Ondanks het failliete stelsel is Marleen Damen ook trots. Trots op degenen die in het sociaal domein die verschil maken in het leven van mensen. ‘We kunnen niet alles oplossen met maatwerk, maar laten we blijven strijden om elke dag het beste te doen en daarmee het systeem een beetje te veranderen.’
Het Rijk zou meer moeten sturen vanuit maatschappelijke opgaven, minder vanuit ‘het hoe’.

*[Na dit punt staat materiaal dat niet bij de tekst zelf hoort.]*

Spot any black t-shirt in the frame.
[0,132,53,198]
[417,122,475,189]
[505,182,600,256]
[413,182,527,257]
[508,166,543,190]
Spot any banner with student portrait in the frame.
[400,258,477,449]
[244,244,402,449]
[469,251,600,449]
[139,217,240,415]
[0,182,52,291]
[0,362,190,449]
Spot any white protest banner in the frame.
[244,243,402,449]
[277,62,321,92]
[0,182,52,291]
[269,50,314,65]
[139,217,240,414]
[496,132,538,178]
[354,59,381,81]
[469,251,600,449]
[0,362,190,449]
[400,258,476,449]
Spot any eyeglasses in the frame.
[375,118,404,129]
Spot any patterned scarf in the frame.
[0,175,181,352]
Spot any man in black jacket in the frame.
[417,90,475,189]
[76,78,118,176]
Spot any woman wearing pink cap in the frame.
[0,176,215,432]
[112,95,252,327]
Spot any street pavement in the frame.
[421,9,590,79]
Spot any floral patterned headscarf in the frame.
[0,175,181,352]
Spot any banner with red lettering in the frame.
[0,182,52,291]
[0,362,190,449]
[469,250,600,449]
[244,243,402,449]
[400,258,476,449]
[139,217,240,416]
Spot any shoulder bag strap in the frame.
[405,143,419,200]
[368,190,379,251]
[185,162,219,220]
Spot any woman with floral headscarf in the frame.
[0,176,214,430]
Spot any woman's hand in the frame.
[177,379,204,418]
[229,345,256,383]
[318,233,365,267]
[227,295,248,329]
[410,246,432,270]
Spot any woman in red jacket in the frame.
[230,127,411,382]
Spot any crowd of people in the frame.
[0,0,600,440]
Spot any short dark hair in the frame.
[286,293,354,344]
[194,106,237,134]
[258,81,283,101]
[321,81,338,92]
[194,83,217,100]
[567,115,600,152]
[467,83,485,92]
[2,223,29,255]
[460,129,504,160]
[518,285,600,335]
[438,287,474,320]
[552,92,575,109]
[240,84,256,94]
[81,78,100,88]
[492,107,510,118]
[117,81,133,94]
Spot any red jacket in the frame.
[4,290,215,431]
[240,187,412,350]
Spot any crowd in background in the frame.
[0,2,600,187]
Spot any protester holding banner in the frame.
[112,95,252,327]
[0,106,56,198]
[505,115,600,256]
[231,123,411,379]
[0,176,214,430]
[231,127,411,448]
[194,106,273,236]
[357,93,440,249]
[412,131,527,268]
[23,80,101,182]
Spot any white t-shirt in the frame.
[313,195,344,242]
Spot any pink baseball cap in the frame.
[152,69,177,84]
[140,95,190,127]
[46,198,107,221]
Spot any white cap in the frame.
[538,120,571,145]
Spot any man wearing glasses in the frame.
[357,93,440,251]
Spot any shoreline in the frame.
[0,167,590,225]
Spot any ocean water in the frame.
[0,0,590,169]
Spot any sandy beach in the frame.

Het is tijd om naar het tweede deel van de film te kijken, met de blik op de toekomst. De Divosa-voorzitter roept het Rijk op om meer te sturen vanuit maatschappelijke opgaven, minder vanuit ‘het hoe’. Laat dat aan de professionals in de frontlinie over. Divosa ondersteunt de gemeentelijke uitvoering. Gevoed door wat daar leeft voert Divosa het gesprek met de beleidsmakers in Den Haag. Dannenberg lacht: ‘Divosa heeft tijden gekend waarin dit gepaard ging met spandoeken op het Malieveld. In de jaren tachtig protesteerden ambtenaren tegen de voordeursregeling. Divosa is toen bijna omgevallen omdat SZW onze subsidie halveerde.’
100 jaar
Over tien jaar wordt Divosa 100. Wat wensen de leden Divosa toe voor de komende tien jaar? ‘Een buffer voor de uitvoering’, klinkt uit de zaal. ‘Dwarser zijn tegen het rijk’, vindt een ander. Waarop iemand reageert: ‘Ik wens dat die dwarsheid niet meer nodig is, dat het normaal geworden is.’ Maar ook verbreding en diversiteit worden als belangrijke thema’s genoemd. We gaan zien hoe de film van Divosa er over tien jaar uitziet.
Michiel van Willigen ‘Een jeugdvraag heeft niet altijd een jeugdzorgoplossing nodig’
Wethouder Michiel van Willigen heeft de beleidsterreinen jeugd, sociale basis, primair, voortgezet en passend onderwijs, sport, gezondheid en armoede en schulden in zijn portefeuille. ‘Maar in Zwolle hebben we afgesproken om niet die terreinen, maar onze ambitie te formuleren. Ik ben wethouder Kansengelijkheid.’

In het kort
- Houd focus op de lange termijn
- Haal de schotten in je begroting weg
- Geef vertrouwen aan een sterk sociaal team
Van Willigen studeerde Landinrichting in Wageningen en hield zich jarenlang bezig met waterbeheer. Waarom hij dit vertelt? Vanwege de gelijkenissen die hij ziet met het sociaal domein. ‘Halverwege de jaren negentig hadden we te maken met bijna-overstromingen, waar we op reageerden met het verhogen en verstevigen van de dijken. We maakten ons zorgen om de wateroverlast die een dijkdoorbraak zou veroorzaken. We hadden de blik gericht op de achterkant. En vergaten goed na te denken over de voorkant, over de afvoer van water, over het veiligheidsaspect. Daarvoor stelden we pas later langetermijnplannen op.’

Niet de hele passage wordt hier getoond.